Confirmation 5 mai 2026
Commentaire • 0
Sur la décision
| Référence : | CA Paris, pôle 1 ch. 13, 5 mai 2026, n° 25/07221 |
|---|---|
| Juridiction : | Cour d'appel de Paris |
| Numéro(s) : | 25/07221 |
| Importance : | Inédit |
| Dispositif : | Autre |
| Date de dernière mise à jour : | 15 mai 2026 |
| Lire la décision sur le site de la juridiction |
Texte intégral
RÉPUBLIQUE FRANÇAISE
AU NOM DU PEUPLE FRANÇAIS
COUR D’APPEL DE PARIS
Pôle 1 – Chambre 13
RÉPARATION DES DÉTENTIONS PROVISOIRES
DÉCISION DU 05 Mai 2026
(n° , 6 pages)
N°de répertoire général : N° RG 25/07221 – N° Portalis 35L7-V-B7J-CLGYE
Décision contradictoire en premier ressort ;
Nous, Jean-Paul BESSON, Premier Président de chambre, à la cour d’appel, agissant par délégation du premier président, assisté de Rubis RABENJAMINA, Greffière, lors des débats et de la mise à disposition avons rendu la décision suivante :
Statuant sur la requête déposée le 22 Avril 2025 par M. [Z] [E]

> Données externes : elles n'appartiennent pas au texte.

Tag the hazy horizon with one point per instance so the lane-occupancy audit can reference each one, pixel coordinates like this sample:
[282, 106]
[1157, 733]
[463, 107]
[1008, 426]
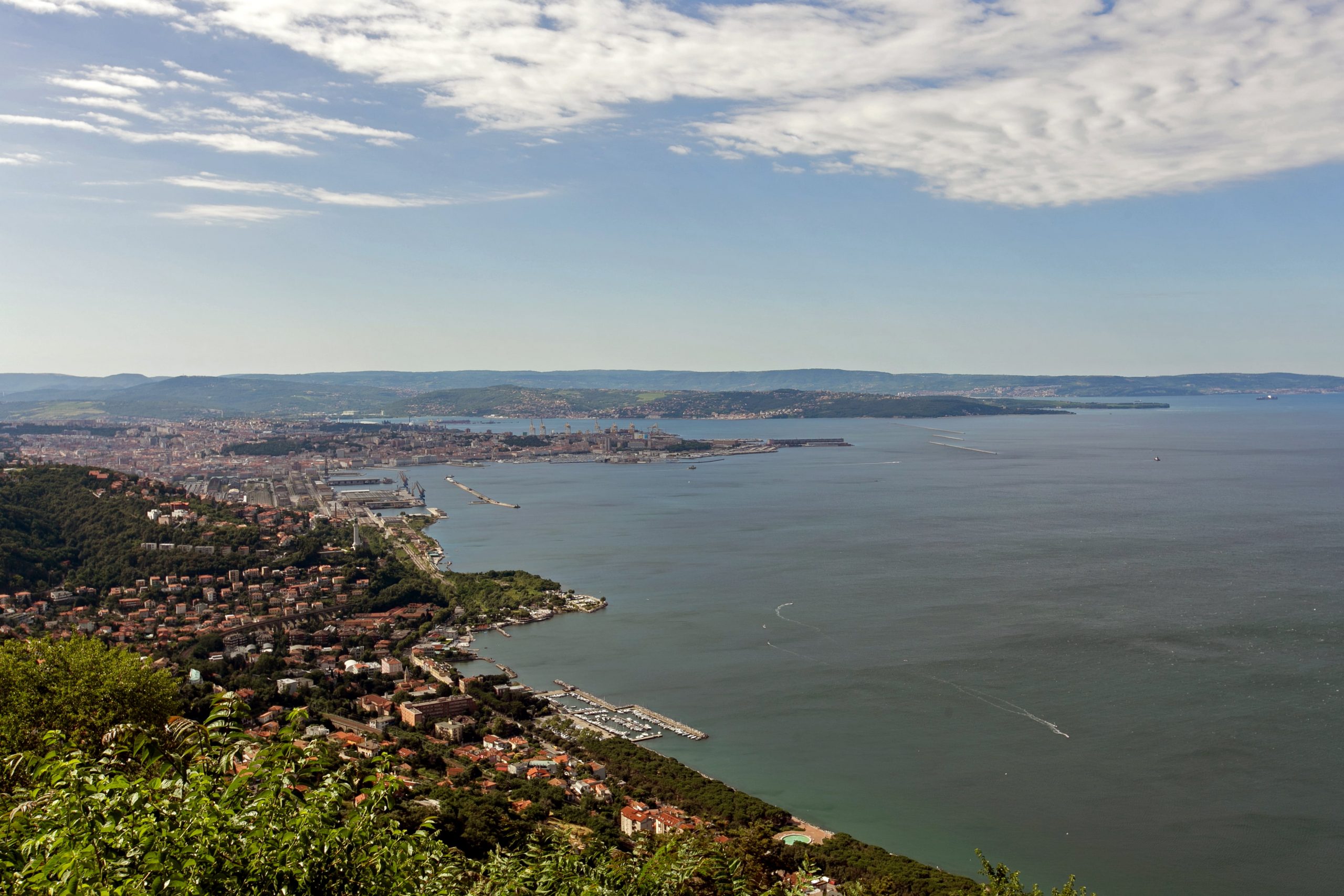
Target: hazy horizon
[897, 187]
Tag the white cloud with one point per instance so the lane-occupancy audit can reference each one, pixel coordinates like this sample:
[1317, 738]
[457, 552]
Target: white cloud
[320, 195]
[50, 123]
[94, 7]
[130, 107]
[193, 76]
[105, 120]
[239, 215]
[224, 141]
[252, 124]
[92, 85]
[1026, 101]
[1030, 102]
[20, 159]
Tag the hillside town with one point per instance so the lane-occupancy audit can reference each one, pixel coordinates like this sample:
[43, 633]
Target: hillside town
[300, 465]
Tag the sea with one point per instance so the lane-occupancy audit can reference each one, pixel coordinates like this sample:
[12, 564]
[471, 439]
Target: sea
[1069, 653]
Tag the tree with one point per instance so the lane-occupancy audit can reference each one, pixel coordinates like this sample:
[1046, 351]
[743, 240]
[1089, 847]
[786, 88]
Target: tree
[1004, 882]
[78, 687]
[202, 809]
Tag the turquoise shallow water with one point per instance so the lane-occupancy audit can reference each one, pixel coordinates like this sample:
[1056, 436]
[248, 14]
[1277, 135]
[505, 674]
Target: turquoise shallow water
[1180, 621]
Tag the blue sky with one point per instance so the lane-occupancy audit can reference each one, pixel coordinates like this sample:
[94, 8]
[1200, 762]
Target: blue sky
[239, 186]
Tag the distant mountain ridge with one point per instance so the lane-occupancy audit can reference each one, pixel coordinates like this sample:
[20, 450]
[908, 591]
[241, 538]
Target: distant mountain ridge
[58, 385]
[386, 393]
[831, 381]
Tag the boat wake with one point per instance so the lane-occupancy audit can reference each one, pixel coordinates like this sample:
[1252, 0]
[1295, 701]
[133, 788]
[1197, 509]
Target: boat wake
[797, 655]
[999, 703]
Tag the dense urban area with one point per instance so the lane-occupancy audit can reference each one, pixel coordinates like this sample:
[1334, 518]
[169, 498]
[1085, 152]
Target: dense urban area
[324, 638]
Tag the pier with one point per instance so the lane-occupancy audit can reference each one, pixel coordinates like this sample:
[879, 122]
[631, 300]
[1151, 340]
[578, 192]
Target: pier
[964, 448]
[480, 499]
[631, 708]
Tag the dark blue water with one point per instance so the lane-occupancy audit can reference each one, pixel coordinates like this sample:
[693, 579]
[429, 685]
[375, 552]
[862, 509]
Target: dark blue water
[1180, 621]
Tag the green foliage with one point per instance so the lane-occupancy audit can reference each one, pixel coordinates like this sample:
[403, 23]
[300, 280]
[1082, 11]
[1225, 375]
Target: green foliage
[1004, 882]
[56, 531]
[200, 809]
[881, 872]
[80, 687]
[667, 779]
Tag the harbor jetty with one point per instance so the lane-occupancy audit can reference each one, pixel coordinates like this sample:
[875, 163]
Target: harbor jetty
[964, 448]
[480, 499]
[604, 715]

né le [Date naissance 1] 1995 à [Localité 1], demeurant Elisant domicile au cabinet de Me Franck FISCHER BERTAUX – [Adresse 1] ;
Non comparant
Représenté par Maître Franck FISCHER BERTAUX, avocat au barreau de PARIS ;
Vu les pièces jointes à cette requête ;
Vu les conclusions de l’Agent Judiciaire de l’Etat, notifiées par lettre recommandée avec avis de réception ;
Vu les conclusions du procureur général notifiées par lettre recommandée avec avis de réception ;
Vu les lettres recommandées avec avis de réception par lesquelles a été notifiée aux parties la date de l’audience fixée au 01 Décembre 2025 ;
Entendu Maître Franck FISCHER BERTAUX représentant M. [Z] [E],
Entendu Maître Hadrien MONMONT, avocat au barreau de PARIS, substituant Maître Renaud LE GUNEHEC de la SCP NORMAND & ASSOCIES, avocat au barreau de PARIS, représentant l’Agent Judiciaire de l’Etat,
Entendue Madame Sabrina ABBASSI-BARTEAU, Substitute Générale,
Les débats ayant eu lieu en audience publique, le conseil du requérant ayant eu la parole en dernier ;
Vu les articles 149, 149-1, 149-2, 149-3, 149-4, 150 et R.26 à R40-7 du Code de Procédure Pénale ;
* * *
M. [Z] [E], né le [Date naissance 1] 1995, de nationalité française, a été mis en examen le 21 novembre 2018 du chef de viol par un juge d’instruction du tribunal de grande instance de Bobigny. Par ordonnance du même jour, le juge des libertés et de la détention de cette juridiction l’a placé sous contrôle judiciaire.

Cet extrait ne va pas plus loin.